Voters in the Netherlands have decisively rejected extremism, giving a razor-thin majority to Prime Minister Mark Rutte's centre-right Liberals. The centre-left Labour party came in close behind. The big loser? Anti-immigrant demagogue Geert Wilders, whose far-right Freedom party got hit big time: the party lost nearly half of its 24 seats in parliament.
The result is an important reversal of the recent worrying rise of extremist parties in Holland, a country once famed for its multicultural tolerance. But it did not deliver a knock-out blow for those pushing the austerity that is choking Europe.

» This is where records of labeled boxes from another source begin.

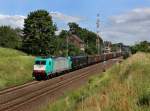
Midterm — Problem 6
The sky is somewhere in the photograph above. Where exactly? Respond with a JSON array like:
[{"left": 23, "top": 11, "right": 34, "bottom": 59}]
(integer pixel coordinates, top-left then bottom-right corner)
[{"left": 0, "top": 0, "right": 150, "bottom": 45}]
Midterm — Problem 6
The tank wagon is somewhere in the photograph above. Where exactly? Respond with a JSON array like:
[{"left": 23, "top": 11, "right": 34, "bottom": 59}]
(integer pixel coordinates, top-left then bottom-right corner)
[{"left": 33, "top": 52, "right": 122, "bottom": 80}]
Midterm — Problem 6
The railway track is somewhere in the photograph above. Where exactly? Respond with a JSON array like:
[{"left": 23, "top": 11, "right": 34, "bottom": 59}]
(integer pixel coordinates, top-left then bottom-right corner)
[{"left": 0, "top": 58, "right": 121, "bottom": 111}]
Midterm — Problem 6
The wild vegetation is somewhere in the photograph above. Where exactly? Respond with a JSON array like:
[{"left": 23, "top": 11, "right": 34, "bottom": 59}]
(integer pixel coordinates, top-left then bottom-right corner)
[
  {"left": 0, "top": 47, "right": 34, "bottom": 89},
  {"left": 42, "top": 53, "right": 150, "bottom": 111},
  {"left": 131, "top": 41, "right": 150, "bottom": 54},
  {"left": 0, "top": 26, "right": 22, "bottom": 49}
]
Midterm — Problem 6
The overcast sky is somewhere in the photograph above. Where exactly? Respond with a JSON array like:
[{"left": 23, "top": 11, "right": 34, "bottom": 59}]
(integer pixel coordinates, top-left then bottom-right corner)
[{"left": 0, "top": 0, "right": 150, "bottom": 44}]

Labour's Diederik Samsom came within two seats of winning the prime minister's office, earning his party a big role in the coalition government that's expected to be formed. The former Greenpeace activist and green energy entrepreneur has allied himself with the growth-oriented approach of Socialist French President Francois Hollande. But Rutte, the incumbent, has supported German Chancellor Angela Merkel's austerity-focused response to the euro crisis – despite the overwhelming evidence that it isn't working.
Bottom line? In an election widely seen as a referendum on further European integration, pro-EU parties came out firmly on top. And Dutch voters have rejected xenophobia, to boot. But the debate about how to get Europe growing again – in Holland and the rest of Europe – continues.